Our ServiceFabricEnricher
class
enriches our log lines with information from the node which the
service instance is running on:
public class ServiceFabricEnricher : ILogEventEnricher
{
private static readonly string instanceId = Guid.NewGuid().ToString();
private static readonly string processId = Process.GetCurrentProcess().Id.ToString();
private static readonly string node = Environment.GetEnvironmentVariable("Fabric_NodeName");
private static readonly string service = Environment.GetEnvironmentVariable("Fabric_ServiceName");
private static readonly string application = Environment.GetEnvironmentVariable("Fabric_ApplicationName");
public void Enrich(LogEvent logEvent, ILogEventPropertyFactory propertyFactory)
{
if (!string.IsNullOrWhiteSpace(instanceId))
{
logEvent.AddPropertyIfAbsent(new LogEventProperty("InstanceId", new ScalarValue(instanceId)));
}
if (!string.IsNullOrWhiteSpace(node))
{
logEvent.AddPropertyIfAbsent(new LogEventProperty("Fabric_NodeName", new ScalarValue(node)));
}
if (!string.IsNullOrWhiteSpace(service))
{
logEvent.AddPropertyIfAbsent(new LogEventProperty("Fabric_ServiceName", new ScalarValue(service)));
}
if (!string.IsNullOrWhiteSpace(application))
{
logEvent.AddPropertyIfAbsent(new LogEventProperty("Fabric_ApplicationName", new ScalarValue(application)));
}
if (!string.IsNullOrWhiteSpace(processId))
{
logEvent.AddPropertyIfAbsent(new LogEventProperty("ProcessId", new ScalarValue(processId)));
}
}
}
Writing to a log file instead of shipping the logs in-process is a deliberate decision. The file acts as a persistent buffer between your program and your log management system which enables us to handle retransmissions and long lasting bursts of log lines.
Filebeat
We have our application logs formatted in JSON and written to files on disk, what's still missing is shipping the logs to LogScale.

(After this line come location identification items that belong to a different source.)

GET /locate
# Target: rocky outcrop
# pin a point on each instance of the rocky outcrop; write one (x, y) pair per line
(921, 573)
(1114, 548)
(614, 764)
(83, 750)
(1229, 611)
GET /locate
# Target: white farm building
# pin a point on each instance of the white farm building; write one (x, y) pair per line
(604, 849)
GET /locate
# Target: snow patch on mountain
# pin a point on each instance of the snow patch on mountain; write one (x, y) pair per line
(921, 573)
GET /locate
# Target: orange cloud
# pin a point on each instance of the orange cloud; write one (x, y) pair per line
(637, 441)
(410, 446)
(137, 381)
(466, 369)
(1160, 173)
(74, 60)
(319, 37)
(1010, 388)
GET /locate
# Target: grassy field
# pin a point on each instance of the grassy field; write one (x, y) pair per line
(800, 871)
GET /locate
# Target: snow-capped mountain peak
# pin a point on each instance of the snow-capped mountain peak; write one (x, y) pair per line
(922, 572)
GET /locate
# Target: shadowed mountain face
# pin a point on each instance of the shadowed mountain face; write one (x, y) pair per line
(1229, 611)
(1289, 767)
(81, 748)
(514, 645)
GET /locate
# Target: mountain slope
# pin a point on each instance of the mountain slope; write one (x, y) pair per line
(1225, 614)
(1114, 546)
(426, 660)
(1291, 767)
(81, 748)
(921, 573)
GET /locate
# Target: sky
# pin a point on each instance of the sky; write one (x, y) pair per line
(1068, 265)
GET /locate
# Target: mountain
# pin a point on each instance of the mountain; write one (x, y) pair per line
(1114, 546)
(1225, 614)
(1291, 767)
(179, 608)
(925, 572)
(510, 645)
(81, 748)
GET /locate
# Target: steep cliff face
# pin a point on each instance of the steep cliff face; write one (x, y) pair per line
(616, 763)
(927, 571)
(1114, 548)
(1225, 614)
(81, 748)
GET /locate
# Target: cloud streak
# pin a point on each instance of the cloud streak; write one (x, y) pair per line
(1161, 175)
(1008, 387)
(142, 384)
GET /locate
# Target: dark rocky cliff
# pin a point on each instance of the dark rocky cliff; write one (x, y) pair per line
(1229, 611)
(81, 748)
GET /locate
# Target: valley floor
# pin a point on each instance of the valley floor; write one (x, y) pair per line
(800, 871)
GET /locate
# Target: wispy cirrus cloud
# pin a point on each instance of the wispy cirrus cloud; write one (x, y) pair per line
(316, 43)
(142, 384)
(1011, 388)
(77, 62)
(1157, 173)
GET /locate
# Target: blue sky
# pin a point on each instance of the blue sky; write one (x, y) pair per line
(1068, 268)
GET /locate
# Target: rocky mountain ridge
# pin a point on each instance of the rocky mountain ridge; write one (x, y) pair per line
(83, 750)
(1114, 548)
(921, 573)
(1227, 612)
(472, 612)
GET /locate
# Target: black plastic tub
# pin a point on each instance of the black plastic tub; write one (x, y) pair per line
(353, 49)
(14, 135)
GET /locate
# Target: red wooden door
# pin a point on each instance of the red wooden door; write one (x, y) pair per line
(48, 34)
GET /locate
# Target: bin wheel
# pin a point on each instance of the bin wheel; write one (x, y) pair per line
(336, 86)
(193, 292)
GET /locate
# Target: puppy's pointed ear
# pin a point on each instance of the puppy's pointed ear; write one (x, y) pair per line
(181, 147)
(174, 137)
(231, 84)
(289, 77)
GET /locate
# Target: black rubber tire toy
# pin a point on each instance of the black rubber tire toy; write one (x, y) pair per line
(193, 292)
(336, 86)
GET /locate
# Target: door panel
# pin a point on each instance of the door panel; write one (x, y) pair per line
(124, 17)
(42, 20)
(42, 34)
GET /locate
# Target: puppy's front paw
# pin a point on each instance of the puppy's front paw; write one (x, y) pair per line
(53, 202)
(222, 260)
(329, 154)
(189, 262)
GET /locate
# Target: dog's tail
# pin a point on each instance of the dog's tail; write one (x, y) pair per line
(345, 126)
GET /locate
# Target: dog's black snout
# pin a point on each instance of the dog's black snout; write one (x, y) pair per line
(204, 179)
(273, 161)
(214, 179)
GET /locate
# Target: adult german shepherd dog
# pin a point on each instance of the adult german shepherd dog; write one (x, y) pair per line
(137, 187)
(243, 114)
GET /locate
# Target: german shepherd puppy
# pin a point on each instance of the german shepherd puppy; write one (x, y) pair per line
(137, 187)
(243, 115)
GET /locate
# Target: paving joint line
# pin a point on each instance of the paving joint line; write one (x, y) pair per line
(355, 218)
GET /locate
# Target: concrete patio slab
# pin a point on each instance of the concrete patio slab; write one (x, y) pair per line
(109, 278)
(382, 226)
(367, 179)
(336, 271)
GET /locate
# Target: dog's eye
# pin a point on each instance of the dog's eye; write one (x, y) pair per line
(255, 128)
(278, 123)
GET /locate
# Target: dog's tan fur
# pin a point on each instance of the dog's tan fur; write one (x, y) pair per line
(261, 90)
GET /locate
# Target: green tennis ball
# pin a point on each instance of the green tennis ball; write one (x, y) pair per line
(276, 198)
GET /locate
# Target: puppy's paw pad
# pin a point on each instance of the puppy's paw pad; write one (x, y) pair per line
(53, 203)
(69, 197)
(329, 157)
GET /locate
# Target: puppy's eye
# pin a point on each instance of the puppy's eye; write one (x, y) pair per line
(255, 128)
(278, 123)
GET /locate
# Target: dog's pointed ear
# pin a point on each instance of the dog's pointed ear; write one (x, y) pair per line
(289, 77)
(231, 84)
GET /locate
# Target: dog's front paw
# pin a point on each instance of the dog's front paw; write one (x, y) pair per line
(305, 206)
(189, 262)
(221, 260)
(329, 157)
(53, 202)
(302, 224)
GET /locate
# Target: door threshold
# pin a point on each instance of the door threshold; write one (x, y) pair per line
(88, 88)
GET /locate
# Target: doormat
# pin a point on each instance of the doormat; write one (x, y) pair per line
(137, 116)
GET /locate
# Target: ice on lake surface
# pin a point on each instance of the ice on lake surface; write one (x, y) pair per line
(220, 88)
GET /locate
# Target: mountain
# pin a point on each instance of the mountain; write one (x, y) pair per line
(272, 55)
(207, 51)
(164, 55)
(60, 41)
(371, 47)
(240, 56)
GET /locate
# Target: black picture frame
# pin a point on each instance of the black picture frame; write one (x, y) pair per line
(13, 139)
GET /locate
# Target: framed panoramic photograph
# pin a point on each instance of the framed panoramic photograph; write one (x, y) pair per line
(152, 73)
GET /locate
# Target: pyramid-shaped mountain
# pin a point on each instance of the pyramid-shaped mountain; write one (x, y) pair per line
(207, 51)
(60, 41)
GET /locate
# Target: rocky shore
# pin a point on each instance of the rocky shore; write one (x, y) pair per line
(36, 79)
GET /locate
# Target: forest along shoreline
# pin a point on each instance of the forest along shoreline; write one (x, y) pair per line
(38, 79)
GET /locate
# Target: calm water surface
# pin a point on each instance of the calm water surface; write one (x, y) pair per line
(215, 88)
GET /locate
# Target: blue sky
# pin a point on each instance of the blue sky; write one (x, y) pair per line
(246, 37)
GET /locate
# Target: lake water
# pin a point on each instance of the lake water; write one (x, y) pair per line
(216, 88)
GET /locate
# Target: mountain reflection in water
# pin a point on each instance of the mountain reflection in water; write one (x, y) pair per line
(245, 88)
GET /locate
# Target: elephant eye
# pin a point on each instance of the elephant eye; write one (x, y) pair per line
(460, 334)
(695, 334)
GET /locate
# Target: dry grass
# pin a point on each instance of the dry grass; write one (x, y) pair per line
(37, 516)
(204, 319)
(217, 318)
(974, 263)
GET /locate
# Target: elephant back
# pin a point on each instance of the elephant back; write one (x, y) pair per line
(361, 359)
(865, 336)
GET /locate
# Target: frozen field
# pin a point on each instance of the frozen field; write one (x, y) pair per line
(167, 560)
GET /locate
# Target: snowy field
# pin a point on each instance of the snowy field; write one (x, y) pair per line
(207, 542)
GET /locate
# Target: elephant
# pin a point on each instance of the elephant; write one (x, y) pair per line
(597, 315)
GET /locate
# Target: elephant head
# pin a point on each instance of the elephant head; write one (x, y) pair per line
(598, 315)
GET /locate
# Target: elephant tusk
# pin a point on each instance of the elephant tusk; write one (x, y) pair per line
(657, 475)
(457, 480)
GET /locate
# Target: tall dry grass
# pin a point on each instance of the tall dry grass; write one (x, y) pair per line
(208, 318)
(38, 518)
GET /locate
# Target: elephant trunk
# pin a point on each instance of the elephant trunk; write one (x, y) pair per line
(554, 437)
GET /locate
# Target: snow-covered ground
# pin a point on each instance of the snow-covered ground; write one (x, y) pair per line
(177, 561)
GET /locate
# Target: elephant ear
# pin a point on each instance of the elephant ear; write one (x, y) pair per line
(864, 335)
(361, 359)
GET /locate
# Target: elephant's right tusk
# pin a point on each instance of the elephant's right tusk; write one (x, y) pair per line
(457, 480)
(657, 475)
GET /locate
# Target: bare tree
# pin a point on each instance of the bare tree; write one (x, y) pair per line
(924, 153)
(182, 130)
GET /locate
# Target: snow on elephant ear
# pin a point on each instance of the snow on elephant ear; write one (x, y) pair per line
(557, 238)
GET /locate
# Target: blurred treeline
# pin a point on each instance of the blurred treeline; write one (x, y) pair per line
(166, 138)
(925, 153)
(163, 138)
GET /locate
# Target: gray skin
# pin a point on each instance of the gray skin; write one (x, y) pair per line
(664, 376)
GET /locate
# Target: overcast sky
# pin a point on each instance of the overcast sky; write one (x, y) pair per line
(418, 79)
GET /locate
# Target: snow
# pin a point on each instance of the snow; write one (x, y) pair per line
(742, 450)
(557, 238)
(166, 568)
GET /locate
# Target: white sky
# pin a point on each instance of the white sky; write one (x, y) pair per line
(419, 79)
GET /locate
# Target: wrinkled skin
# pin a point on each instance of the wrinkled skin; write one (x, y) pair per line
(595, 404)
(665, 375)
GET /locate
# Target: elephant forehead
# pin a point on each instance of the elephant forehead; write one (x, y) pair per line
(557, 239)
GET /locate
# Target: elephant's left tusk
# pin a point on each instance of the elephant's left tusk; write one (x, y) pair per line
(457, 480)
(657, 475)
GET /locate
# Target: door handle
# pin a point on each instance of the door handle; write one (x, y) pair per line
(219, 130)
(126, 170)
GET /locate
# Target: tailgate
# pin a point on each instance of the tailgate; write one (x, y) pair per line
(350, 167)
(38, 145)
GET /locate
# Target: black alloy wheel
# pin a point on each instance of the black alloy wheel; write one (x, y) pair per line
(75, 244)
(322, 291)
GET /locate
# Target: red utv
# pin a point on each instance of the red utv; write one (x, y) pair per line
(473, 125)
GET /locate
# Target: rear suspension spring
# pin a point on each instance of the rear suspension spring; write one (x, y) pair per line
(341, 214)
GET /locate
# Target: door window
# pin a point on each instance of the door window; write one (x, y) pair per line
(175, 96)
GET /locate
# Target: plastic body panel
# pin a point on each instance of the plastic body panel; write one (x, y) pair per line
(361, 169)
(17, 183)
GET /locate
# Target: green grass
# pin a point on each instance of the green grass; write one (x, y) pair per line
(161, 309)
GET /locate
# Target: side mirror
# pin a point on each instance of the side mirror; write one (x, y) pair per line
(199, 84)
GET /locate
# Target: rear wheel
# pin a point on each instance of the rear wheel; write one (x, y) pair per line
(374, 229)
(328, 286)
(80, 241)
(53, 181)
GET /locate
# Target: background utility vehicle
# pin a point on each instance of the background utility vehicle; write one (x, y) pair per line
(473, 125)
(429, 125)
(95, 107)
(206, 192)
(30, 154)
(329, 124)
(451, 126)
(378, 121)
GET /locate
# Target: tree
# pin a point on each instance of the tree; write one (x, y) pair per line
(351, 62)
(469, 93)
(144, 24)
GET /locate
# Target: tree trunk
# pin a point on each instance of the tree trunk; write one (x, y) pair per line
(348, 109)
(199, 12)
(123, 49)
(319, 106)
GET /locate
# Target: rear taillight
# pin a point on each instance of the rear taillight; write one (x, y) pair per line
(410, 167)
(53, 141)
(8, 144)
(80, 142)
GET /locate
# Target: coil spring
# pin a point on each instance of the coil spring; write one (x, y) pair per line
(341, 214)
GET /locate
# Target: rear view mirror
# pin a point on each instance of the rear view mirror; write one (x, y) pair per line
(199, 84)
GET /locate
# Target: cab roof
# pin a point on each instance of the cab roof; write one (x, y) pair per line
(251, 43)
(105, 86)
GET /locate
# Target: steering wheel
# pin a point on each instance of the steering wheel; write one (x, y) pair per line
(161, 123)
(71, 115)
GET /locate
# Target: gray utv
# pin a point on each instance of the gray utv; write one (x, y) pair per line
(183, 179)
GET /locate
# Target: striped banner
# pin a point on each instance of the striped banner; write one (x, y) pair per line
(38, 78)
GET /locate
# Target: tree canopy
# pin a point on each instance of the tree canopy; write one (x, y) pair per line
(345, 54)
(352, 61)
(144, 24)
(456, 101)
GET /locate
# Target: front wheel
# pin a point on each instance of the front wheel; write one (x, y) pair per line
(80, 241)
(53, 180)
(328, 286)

Filebeat is a lightweight, cross platform shipper that is compatible with LogScale. Filebeat uses few resources, is easy to install and handles network problems gracefully.
The following filebeat configuration scrapes all logs from
D:\\SvcFab\_App
and subfolders named
log
with files ending in
.log
. LogScale is compatible with the elastic
bulk API so we are using
output.elasticsearch
. The
hosts
parameter points to LogScale
server. The $INGEST_TOKEN
needs to be replaced by
a valid Ingest Token. Ingest Tokens are used in LogScale to identify
clients, selecting a repository for the incoming logs and selecting
which parserr should be used.
filebeat.inputs:
- type: log
enabled: true
paths:
- "D:\\SvcFab\\_App\\**\\log\\*.log"
encoding: utf-8
output.elasticsearch:
hosts: ["https://humio.server.com:443/api/v1/ingest/elastic-bulk"]
username: $INGEST_TOKEN
compression_level: 5
bulk_max_size: 200
worker: 1
We need to get the $INGEST_TOKEN
from LogScale. A
default ingest token is configured for your log repository in
LogScale. Log in to LogScale, go to your log repository, click
Settings and then Ingest API Tokens' and either retrieve the default
or create a new one. When you send logs and metrics to LogScale for
ingestion it needs to be parsed before it is stored in a repository.
LogScale has a built-in parser for Serilog that is configured as
above. Make sure the Serilog parser is selected for the ingest token
used. This is done by selecting the parser in the dropdown 'Assigned
Parser' next to the Ingest Token.
If you are experimenting with filebeat from the command line start
filebeat with filebeat.exe -e -c
filebeat.yml
. The -e
flag
instructs filebeat to log to the console which is useful when
experimenting with the configuration.
Query & Analyze
This section contains some examples of using the humio query language to analyze and visualize the data.
Searching Application Logs
Let's take a look at a simple free text search in LogScale

Figure 324. Free Text
We have searched for the word sessions, the result is displayed below and a specific log line has been selected with the details shown below the event list.
Let's say we want to plot the average number of user sessions the last hour:

Figure 325. Sum Timechart
The query pipes events containing
sessions (through the
|
operator) into the
timeChart()
query function which uses the
avg()
function. Consult the docs for more on
Query Language Syntax and Query Functions.
Notice the `Properties.UserSessions
.
This is a structured part of the Serilog log line that allows for
easy analysis. For any unstructured part of your log data that isn't
turned into a property on your events by the parser, LogScale allows
for extracting the data using regular expressions which are then
added as one or more fields to the events in question. See the query
function regex()
for more information.
Often we want to get an overview of exceptions being thrown by our applications:
Level=Error | groupby(field=[Properties.Fabric_ApplicationName, Exception])
The query groups exceptions by application name and exception message. Getting a total count of application exceptions can be achieved by:
Level=Error | count()
LogScale never rejects incoming logs, even logs it for some reason cannot parse. Doing the search:
@error=* |
groupBy(@error_msg)
Will reveal any events that haven't been properly parsed and group them by reason.
Searching Service Fabric Platform Events
Service fabric node activity can be detected by looking at Node lifecycle events.
The following query visualizes the different node activities happening in the cluster the last 24 hours:
#type=servicefabric-platform payload.eventName=Node* | timechart(series=payload.eventName)

Figure 326. Node Activity
With the following approach we group node activity by the name of the node and collect all activity events into a single field which gives us a nice overview of the different activities related to a node.
#type=servicefabric-platform payload.eventName=Node* payload.eventName=* | groupby(payload.nodeName, function=collect(fields=payload.eventName))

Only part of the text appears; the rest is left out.